'Jury still out' on HIE sustainability
In the five years since the HITECH Act brought funding for public health information exchanges, the technology and the organizations that offer it have seen a varied evolution. Today, HIE as a whole is at a crossroads, with much of the public funding running out, but health data exchange services are more important than ever.
“The current landscape in health information exchange around the country is a bit disjointed, because the cooperative agreement programs have wound down now,” said Brian Ahier, a long-time healthcare technologist who recently took a job as director of standards and government affairs at Medicity, Aetna’s population health and HIE business.
[See also: HIE 2.0 in the works]
“We’re looking at a number of public HIEs that are in some cases sort of scrambling for business models that are going to carry into the future. The jury is obviously still out on the long-term prospects of a lot of these organizations around the country,” said Ahier. “I think you’re going to see over the next couple of years that those HIEs that are providing value to their membership, to the hospitals and physicians that need to share information, are really going to succeed.”
A number of public HIEs have already shut down and there’s a lot of pressure on other HIEs to increase their value proposition for providers physicians, payers and, if they’re publicly funded, state governments.
In the Southwest, the Arizona Health-e Connection, a regional extension center and HIE organization, recently released its “Health IT Roadmap 2.0,” outlining a course for the next three years, with funding from the Arizona Strategic Enterprise Technology office to help health organizations statewide pursue the “triple aim.”
The non-profit’s HIE, Health Information Network of Arizona, now includes 37 health organizations, including large and small hospital systems representing about half of the state’s hospital beds, community health centers, health plans, two large reference labs and two county correctional centers. With clinical information on 3.5 million patients, the HIE covers about half of the state’s population.
“While good progress has been made, there are still challenges and choices to address, especially as it relates to statewide health information sharing,” said Melissa Kotrys, CEO of Arizona Health-e Connection.
Two challenges the organization is hoping to tackle and make headway on with stakeholders are at once “intricate” and “at times controversial,” as Kotrys, a former Deloitte consultant, said.
“One initiative involves Interoperability and Content Standards Agreement and Adherence that will develop and implement plans that ensure a national standards-based approach that facilitates and improves semantic interoperability. Another, a Statewide Unique Patient Identifier, will take on a topic that has seen some controversy on a national level,” wrote Kotrys in a recent perspective piece for HIEWatch, a sister publication of Government Health IT.
“While we don’t know where our work on a unique patient identifier will lead and if Arizona stakeholders will determine that a unique patient identifier approach is the solution to the myriad of patient matching issues, it clearly is an issue that must be addressed,” Kotrys wrote.
For health information exchange broadly, at the local, state and national levels, the same is true: it’s not clear where they will lead, only somewhere other than the status quo.
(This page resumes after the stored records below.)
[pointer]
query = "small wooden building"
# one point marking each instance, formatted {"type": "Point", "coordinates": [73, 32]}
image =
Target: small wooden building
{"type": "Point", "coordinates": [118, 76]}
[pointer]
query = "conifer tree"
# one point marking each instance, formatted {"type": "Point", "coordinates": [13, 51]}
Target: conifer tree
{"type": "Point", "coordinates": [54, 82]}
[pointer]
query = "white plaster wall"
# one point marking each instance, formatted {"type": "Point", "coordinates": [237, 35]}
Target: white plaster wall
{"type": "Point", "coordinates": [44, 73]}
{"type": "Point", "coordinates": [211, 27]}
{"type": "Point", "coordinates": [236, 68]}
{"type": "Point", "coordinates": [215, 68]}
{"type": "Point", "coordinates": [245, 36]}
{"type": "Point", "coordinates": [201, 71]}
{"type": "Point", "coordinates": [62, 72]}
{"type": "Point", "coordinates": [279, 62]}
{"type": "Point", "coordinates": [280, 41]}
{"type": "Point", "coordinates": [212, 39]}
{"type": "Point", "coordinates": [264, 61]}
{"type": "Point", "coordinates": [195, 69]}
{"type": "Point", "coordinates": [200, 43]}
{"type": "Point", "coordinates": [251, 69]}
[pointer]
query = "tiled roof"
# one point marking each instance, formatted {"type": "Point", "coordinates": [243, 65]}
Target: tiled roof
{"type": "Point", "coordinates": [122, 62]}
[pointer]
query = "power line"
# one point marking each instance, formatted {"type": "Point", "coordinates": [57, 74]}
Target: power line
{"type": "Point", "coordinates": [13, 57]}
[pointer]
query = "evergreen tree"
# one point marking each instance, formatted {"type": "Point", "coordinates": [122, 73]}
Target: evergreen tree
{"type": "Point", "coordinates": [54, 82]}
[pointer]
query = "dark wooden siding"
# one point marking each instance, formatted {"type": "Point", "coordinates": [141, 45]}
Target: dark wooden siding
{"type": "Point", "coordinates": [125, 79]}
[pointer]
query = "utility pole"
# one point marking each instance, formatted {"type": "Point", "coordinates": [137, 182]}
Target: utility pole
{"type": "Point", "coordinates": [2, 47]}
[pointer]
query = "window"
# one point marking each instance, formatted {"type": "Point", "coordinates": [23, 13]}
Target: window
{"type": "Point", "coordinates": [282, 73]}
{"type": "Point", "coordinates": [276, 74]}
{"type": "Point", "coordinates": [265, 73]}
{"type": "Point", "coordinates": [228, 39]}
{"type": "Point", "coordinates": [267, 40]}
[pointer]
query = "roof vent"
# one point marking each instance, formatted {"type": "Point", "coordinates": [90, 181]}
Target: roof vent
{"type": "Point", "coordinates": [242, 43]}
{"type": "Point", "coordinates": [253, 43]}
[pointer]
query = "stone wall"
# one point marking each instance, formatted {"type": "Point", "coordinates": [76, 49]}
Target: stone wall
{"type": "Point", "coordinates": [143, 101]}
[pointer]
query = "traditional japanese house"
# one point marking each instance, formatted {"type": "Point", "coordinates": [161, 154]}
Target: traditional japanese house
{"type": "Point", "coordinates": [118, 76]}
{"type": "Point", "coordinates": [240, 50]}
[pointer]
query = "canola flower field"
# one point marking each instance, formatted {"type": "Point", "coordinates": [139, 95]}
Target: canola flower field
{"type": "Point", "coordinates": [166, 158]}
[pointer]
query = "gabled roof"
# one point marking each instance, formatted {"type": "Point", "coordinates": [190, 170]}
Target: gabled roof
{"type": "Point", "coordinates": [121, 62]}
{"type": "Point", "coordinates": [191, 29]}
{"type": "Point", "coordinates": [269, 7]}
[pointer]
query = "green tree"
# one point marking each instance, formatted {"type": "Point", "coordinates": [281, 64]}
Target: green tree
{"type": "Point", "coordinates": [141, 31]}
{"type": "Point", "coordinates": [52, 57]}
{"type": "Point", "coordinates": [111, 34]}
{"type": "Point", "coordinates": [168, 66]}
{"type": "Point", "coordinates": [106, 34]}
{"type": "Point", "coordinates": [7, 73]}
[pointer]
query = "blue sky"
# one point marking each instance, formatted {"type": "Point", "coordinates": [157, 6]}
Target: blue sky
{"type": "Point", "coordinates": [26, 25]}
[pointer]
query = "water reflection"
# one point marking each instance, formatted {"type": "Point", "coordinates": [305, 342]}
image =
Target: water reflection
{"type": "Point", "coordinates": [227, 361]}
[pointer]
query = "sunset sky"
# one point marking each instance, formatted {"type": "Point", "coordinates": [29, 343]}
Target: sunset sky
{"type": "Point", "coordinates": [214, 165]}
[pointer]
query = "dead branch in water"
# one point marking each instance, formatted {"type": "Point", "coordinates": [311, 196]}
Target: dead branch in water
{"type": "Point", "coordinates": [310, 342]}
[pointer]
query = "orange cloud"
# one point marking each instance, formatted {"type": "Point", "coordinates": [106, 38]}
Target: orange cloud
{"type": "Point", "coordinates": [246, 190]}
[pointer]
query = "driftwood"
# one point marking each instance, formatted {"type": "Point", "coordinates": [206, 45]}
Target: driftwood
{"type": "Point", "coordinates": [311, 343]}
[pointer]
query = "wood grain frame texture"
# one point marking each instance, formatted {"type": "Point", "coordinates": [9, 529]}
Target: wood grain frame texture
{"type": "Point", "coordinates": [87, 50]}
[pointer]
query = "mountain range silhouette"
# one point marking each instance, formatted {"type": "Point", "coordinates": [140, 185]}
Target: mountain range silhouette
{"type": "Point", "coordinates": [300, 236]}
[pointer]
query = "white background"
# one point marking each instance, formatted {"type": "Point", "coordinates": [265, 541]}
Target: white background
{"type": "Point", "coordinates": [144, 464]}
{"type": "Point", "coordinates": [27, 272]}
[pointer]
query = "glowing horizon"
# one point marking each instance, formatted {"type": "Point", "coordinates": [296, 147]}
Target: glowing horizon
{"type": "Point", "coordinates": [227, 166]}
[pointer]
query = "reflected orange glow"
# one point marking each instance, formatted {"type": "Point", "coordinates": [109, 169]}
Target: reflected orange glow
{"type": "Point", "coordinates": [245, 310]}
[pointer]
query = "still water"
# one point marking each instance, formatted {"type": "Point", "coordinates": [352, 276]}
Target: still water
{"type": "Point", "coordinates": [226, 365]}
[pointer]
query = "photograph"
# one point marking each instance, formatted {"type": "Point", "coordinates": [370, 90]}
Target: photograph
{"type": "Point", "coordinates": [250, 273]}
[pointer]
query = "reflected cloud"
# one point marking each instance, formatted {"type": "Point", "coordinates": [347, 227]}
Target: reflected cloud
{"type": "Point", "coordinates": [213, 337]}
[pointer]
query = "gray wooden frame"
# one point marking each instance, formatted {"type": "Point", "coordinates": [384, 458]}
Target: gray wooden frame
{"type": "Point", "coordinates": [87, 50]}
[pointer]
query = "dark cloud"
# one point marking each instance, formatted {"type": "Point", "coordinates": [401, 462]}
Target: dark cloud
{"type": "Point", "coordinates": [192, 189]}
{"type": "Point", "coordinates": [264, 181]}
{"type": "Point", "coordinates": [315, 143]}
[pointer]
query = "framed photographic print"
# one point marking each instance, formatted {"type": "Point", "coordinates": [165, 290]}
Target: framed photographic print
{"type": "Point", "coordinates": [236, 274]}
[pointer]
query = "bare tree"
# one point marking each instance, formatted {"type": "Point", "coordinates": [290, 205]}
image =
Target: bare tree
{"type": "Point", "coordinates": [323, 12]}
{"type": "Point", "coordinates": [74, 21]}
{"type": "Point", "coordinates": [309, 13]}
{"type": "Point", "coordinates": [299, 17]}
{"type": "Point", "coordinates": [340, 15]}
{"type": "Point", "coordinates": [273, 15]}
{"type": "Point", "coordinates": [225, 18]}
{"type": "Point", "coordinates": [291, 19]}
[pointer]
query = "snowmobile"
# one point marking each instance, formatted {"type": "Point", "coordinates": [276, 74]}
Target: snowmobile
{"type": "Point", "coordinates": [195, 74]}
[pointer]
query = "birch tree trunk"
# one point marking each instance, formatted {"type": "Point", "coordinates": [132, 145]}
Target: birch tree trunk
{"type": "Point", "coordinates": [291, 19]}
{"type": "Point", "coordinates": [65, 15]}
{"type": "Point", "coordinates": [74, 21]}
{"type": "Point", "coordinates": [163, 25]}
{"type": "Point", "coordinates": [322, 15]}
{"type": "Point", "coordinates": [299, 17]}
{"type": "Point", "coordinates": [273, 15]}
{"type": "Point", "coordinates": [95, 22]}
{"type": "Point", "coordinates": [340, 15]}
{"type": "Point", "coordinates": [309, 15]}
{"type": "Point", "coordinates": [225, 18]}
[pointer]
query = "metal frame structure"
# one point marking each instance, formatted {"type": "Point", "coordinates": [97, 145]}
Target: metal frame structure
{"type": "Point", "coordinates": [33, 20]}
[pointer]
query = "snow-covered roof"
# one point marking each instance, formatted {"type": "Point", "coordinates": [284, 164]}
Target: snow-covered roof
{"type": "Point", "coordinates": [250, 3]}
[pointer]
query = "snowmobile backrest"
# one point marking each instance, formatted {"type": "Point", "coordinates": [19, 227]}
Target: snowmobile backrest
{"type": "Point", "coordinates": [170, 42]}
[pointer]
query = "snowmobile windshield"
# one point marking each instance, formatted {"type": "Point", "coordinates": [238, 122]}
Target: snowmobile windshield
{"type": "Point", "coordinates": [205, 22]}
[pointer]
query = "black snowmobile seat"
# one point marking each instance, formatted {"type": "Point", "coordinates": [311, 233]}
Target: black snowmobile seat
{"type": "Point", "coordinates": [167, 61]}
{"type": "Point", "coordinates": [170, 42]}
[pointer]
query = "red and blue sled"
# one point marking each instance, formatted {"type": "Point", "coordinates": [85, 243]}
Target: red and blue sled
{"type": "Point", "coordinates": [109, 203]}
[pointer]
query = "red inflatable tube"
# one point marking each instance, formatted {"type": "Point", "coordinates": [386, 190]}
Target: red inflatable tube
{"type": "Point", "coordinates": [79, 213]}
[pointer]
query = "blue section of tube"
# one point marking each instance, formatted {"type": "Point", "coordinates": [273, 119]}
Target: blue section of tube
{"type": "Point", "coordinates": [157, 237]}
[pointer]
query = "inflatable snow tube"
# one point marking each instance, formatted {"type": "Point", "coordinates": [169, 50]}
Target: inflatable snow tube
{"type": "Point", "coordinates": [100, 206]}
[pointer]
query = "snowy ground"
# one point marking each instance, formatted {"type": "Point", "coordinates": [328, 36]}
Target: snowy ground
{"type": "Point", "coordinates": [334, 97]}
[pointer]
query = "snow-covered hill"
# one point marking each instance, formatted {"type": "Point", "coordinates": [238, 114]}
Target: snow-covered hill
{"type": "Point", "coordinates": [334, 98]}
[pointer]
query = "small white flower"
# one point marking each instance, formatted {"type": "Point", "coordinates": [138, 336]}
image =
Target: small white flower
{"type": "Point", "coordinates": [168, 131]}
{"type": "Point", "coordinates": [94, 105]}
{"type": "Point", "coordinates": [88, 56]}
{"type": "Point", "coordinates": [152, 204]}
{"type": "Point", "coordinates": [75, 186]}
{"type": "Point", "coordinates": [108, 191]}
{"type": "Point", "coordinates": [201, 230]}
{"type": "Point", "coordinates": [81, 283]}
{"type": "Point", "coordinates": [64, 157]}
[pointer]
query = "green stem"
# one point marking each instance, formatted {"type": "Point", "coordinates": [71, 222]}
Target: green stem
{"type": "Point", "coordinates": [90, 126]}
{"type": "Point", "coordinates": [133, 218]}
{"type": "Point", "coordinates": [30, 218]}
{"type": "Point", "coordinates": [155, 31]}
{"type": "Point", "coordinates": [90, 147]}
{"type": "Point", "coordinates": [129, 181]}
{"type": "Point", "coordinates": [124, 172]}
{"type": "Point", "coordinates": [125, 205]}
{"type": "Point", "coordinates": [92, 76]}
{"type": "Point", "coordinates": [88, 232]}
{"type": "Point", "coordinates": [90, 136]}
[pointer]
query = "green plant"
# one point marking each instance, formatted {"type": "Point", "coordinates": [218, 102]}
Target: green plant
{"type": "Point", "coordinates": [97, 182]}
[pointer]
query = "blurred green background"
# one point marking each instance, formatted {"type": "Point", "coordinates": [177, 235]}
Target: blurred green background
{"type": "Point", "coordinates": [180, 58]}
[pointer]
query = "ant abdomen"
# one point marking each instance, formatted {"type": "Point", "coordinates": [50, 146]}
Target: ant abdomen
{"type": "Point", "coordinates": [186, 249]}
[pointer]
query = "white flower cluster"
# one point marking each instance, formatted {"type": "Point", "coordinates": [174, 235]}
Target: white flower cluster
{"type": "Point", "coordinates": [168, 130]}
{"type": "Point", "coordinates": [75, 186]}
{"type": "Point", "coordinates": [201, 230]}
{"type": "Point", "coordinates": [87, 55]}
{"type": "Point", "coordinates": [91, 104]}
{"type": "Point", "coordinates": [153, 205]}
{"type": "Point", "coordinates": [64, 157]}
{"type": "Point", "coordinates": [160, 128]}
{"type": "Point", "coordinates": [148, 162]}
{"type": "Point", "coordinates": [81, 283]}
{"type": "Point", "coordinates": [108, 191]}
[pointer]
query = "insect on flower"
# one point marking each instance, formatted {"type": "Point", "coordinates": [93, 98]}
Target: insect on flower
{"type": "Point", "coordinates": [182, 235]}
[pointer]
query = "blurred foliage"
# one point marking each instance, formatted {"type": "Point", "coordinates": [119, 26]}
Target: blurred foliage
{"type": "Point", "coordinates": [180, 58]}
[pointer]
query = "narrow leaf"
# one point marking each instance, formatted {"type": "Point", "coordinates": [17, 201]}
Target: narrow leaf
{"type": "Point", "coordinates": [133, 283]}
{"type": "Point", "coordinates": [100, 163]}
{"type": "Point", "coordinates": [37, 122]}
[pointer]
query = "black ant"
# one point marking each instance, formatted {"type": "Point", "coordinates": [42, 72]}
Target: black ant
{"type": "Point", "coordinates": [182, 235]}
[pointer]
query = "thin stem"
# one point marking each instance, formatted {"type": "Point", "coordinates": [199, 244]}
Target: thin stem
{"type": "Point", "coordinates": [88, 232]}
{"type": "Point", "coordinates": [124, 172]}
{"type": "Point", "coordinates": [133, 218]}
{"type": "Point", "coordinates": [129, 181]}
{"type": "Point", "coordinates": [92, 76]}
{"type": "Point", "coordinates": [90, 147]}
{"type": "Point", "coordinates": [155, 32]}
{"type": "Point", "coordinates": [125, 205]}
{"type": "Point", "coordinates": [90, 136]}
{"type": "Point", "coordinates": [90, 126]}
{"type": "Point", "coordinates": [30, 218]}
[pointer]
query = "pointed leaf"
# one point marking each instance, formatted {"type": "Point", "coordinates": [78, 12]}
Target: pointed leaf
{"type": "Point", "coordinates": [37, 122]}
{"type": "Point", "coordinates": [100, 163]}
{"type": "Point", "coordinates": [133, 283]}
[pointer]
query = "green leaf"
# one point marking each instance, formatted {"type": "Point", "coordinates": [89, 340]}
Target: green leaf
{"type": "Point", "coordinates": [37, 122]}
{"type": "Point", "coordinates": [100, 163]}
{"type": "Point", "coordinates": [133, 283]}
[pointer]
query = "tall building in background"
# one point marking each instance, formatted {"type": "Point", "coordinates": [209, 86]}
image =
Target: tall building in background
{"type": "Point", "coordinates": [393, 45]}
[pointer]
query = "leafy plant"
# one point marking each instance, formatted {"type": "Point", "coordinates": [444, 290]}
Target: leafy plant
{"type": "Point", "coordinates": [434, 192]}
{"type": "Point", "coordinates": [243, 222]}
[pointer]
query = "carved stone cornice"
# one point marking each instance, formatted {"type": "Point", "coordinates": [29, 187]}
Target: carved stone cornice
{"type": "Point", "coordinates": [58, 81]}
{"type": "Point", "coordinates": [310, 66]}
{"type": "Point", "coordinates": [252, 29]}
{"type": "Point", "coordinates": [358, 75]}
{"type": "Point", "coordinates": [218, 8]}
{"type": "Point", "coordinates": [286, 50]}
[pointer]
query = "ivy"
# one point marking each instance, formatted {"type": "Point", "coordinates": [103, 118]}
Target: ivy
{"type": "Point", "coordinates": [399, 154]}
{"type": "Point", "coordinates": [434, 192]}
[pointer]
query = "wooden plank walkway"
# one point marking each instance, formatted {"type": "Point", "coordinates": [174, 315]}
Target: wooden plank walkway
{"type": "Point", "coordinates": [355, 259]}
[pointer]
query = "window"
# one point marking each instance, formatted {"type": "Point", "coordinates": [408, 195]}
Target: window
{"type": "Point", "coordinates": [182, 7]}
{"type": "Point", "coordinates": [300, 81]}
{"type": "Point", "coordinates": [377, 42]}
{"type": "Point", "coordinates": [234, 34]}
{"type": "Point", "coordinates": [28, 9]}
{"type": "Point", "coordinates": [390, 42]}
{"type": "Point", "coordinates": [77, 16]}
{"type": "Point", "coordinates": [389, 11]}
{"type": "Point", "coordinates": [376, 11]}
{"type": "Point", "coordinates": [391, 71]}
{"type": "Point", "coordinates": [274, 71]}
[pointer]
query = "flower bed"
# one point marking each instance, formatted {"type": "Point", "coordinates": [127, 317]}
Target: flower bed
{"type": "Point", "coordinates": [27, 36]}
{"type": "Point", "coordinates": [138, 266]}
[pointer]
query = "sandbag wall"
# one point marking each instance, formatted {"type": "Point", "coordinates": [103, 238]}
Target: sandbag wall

At Medicity, one of the largest HIE technology providers, about 20 percent of the business is devoted to public exchanges, including statewide HIE services in Vermont, Ohio, Colorado and Delaware and a number of regional organizations, said CTO Ashish Shah.
For both public and private HIEs, Shah said, Medicity is seeing some overlap in demand for certain services.
“For a state like Vermont or Ohio or Colorado, they are being approached by health plans or managed service organizations that are interested in learning about things that are happening to patients that they are responsible for proactively managing,” said Shah, a former enterprise architect for an independent consulting firm that eventually was acquired by PricewaterhouseCoopers.
Those health organizations are approaching the states and HIEs, asking: “‘If we give you a list of our members, any time that they happen to move in and out of a hospital or have a certain procedure done, can you push me an event notification, so that I can start to proactively manage their care as they move through the healthcare system?’”
Today, absent real-time clinical HIE, that’s often accomplished with claims information. “The challenge with that is your typically waiting 30, 60 or 90 days for the claim to be processed, so all of the analytics in that care management group use inside of a health insurance company is dated; you’re waiting a long time to intervene potentially,” Shah said.
Over the next five years, HIE organizations as they are known today may be quite different, some perhaps fading away as EHR interoperability advances at a regional level and others moving into new services, like cancer registries that support research. But the demand for exchange will remain, and be just as crucial for primary care providers, insurers and hospitals — who are all going to be held more accountable for the quality of the patient experience.
“We are going to be working to move the market to a more instant network experience, where you’re not working through terribly complex IT projects to get individuals or organizations in healthcare rapidly connected and collaborating,” as Shah said. “This needs to happen at scale faster.”
[Correction: A previous version of this article erroneously referred to a public exchange in Wisconsin ending operations. The Wisconsin Health Information Exchange, a private regional HIE, closed in 2013, and pre-dated the HITECH Act; its members are joining a statewide HIE funded with the federal cooperative grants.]